Tool-pair atomicity: the killer feature¶
Multi-turn agents emit tool_use blocks (e.g. "call get_weather") followed by tool_result blocks (e.g. "rainy, 8 °C"). If a context-window packer evicts only one half of that pair, the next API call is rejected with a 400.
Most existing trimmers — including LangChain's trim_messages — don't enforce this. convopack does, for every strategy.
This notebook demonstrates and verifies the guarantee.
from convopack import (
FirstFit,
Importance,
Message,
Packer,
Recency,
TextBlock,
ToolResultBlock,
ToolUseBlock,
)
from convopack._pairs import validate_pairs
1. A history with several tool exchanges¶
An agent asked about the weather in three cities, with one tool call per city:
def tool_pair(call_id: str, city: str, result: str) -> list[Message]:
return [
Message(
role="assistant",
content=[ToolUseBlock(id=call_id, name="weather", input={"city": city})],
),
Message(
role="tool",
content=[ToolResultBlock(tool_use_id=call_id, content=result)],
),
]
history = [
Message(role="system", content=[TextBlock(text="You are a weather assistant.")]),
Message(role="user", content=[TextBlock(text="Oslo?")]),
*tool_pair("t1", "oslo", "rainy, 8\u00b0C"),
Message(role="assistant", content=[TextBlock(text="It's rainy and 8\u00b0C in Oslo.")]),
Message(role="user", content=[TextBlock(text="Bergen?")]),
*tool_pair("t2", "bergen", "cloudy, 10\u00b0C"),
Message(role="assistant", content=[TextBlock(text="Bergen is cloudy, 10\u00b0C.")]),
Message(role="user", content=[TextBlock(text="Trondheim?")]),
*tool_pair("t3", "trondheim", "snowing, -2\u00b0C"),
Message(role="assistant", content=[TextBlock(text="Trondheim is snowing, -2\u00b0C.")]),
]
len(history)
2. Pack with a tight budget and verify pairs¶
We deliberately pick a budget that forces eviction. Then we check the kept output for dangling tool_use IDs (ones without a matching tool_result).
validate_pairs(kept) returns the list of dangling IDs. An empty list is the success state.
packer = Packer(budget=60, tokenizer="approx", strategy=Recency(), pin=("system",))
result = packer.pack(history)
print(f"kept {len(result.kept)} / dropped {len(result.dropped)}")
print(f"dangling tool IDs in kept: {validate_pairs(result.kept)}")
print()
for m in result.kept:
kind = "text" if not (m.has_tool_use() or m.has_tool_result()) else (
"tool_use" if m.has_tool_use() else "tool_result"
)
print(f" [{m.role:>10}] ({kind}) {m.text()[:40]}")
Even though some older exchanges were dropped, the pairs that survived are intact. You can take this output straight to your provider's messages.create and it will be accepted.
3. The same guarantee holds for every strategy¶
Pair atomicity is enforced at the chunking layer, before any strategy sees the data. So it holds regardless of which strategy you pick:
for strategy in (Recency(), FirstFit(), Importance()):
p = Packer(budget=60, tokenizer="approx", strategy=strategy, pin=("system",))
r = p.pack(history)
dangling = validate_pairs(r.kept)
print(f"{strategy.name:<10} kept={len(r.kept):>2} dangling={dangling}")

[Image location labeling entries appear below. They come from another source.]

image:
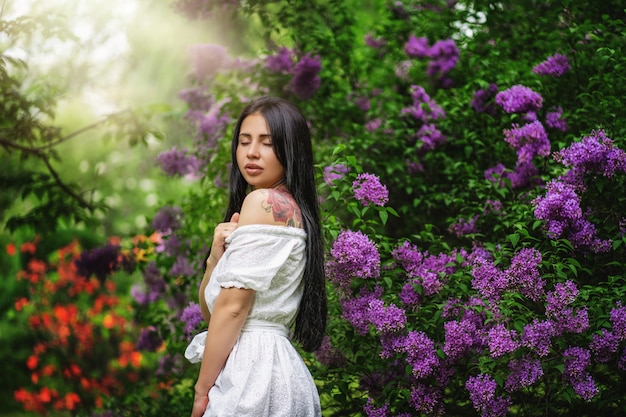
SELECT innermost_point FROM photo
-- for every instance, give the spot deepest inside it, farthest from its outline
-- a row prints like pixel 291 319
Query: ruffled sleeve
pixel 256 254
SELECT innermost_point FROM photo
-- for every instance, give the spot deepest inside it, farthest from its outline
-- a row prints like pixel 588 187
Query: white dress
pixel 264 375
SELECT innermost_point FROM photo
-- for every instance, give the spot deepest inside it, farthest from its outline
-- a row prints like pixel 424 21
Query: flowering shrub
pixel 85 350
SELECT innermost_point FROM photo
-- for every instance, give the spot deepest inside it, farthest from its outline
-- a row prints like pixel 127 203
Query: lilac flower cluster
pixel 416 47
pixel 368 309
pixel 538 335
pixel 560 208
pixel 192 317
pixel 555 120
pixel 426 269
pixel 523 373
pixel 306 79
pixel 334 172
pixel 368 190
pixel 176 162
pixel 529 140
pixel 519 99
pixel 282 62
pixel 444 55
pixel 426 399
pixel 353 255
pixel 576 360
pixel 423 108
pixel 555 65
pixel 483 99
pixel 594 154
pixel 482 392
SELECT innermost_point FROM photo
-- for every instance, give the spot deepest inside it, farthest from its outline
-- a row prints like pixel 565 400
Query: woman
pixel 264 273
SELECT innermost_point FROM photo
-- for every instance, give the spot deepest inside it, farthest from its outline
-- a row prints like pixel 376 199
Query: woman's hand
pixel 220 234
pixel 200 403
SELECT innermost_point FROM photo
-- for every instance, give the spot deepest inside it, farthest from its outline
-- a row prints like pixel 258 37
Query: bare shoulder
pixel 270 206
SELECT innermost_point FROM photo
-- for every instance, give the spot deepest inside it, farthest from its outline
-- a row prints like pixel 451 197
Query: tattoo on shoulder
pixel 283 207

4. What happens under random budgets (property check)¶
Let's spam 200 random budgets and assert the invariant every time:
import random
random.seed(0)
failures = 0
for _ in range(200):
budget = random.randint(10, 2000)
p = Packer(budget=budget, tokenizer="approx", strategy=Recency(), pin=("system",))
r = p.pack(history)
if validate_pairs(r.kept):
failures += 1
print(f"failures across 200 random budgets: {failures}")

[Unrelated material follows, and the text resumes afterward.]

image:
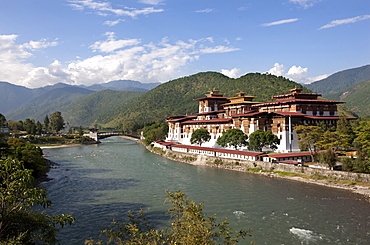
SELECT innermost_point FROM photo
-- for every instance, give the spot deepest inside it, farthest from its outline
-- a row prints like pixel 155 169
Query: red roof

Zero. The library is property-tested in CI with Hypothesis to keep this guarantee from regressing.
Why this matters¶
If you skip a packer that enforces this:
- Anthropic responds with
400: tool_result without preceding tool_use. - OpenAI responds with
400: 'tool_calls' must be followed by corresponding 'tool' message. - Your retry logic loops, your user sees a hang, your bill grows.
convopack makes this class of bug impossible by construction.